Des personnes déplacées qui arrivent dans le territoire de Masisi fuient les affrontements entre le M23 et les FARDC dans l’est de la RDC. © Photo by Aubin Mukoni / AFP

Des personnes déplacées qui arrivent dans le territoire de Masisi fuient les affrontements entre le M23 et les FARDC dans l’est de la RDC. © Photo by Aubin Mukoni / AFP

Publié le 12 avril 2024 Lecture : 3 minutes.

Sur la vidéo, un jeune homme se roule à terre, avant de se vider de son sang. Tout près, un autre est étendu au sol. Des pleurs de femmes résonnent dans la nuit de Goma, dans l’est de la RD Congo. Comme chaque matin, la ville se réveille et de bouche à oreille se transmet le décompte des morts, des victimes des pillages et des agressions sexuelles de la nuit. « Qui a tué ? Qui a été tué ? C’était dans quel quartier?  » s’interrogent les habitants dans des groupes de discussion en ligne, où circulent à longueur de journée des vidéos de cadavres et de blessés à l’agonie.
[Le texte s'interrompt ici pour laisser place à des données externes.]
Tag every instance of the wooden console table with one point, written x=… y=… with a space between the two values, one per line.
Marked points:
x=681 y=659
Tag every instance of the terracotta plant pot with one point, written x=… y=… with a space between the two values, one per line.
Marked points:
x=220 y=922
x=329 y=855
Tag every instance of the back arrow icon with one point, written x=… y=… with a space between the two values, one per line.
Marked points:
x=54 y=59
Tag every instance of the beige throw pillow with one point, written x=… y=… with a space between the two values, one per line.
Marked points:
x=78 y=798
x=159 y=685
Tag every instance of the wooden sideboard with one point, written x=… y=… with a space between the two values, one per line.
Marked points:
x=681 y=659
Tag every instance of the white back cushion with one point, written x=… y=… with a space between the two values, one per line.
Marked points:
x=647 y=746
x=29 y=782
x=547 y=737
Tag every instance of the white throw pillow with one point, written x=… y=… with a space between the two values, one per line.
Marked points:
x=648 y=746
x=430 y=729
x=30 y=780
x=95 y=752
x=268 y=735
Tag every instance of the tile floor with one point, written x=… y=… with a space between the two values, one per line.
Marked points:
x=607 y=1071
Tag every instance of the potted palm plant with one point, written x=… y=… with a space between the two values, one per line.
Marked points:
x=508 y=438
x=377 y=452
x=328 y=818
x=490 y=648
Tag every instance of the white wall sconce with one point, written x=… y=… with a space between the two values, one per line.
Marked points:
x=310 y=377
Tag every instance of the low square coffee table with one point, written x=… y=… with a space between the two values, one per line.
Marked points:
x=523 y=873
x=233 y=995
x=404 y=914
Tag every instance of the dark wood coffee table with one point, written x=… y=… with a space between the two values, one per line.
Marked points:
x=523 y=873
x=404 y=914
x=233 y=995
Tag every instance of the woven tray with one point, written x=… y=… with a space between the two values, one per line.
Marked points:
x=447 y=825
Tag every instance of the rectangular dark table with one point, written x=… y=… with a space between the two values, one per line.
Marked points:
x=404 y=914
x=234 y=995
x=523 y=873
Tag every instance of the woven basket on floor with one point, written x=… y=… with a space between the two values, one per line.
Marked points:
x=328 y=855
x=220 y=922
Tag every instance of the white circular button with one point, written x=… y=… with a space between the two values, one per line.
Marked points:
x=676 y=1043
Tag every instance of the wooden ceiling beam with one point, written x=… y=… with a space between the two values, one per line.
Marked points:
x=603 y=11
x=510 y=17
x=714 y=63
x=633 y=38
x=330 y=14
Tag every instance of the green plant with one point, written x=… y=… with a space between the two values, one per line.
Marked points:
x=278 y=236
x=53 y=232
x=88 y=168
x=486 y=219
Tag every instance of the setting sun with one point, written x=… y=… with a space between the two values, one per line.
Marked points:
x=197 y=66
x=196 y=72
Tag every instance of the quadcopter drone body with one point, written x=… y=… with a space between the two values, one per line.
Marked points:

Ces échanges sont entrecoupés de « Mungu wangu! » (« Oh mon Dieu! », en swahili), comme un cri d’impuissance face à la montée du nombre d’actes criminels dans le chef-lieu du Nord-Kivu, aujourd’hui encerclé par les rebelles du M23, que Kigali est accusé de soutenir. Goma compterait plus d’un million d’habitants et près d’un million de déplacés de guerre, entassés dans des camps insalubres aux sorties de la ville, devenues lignes de front.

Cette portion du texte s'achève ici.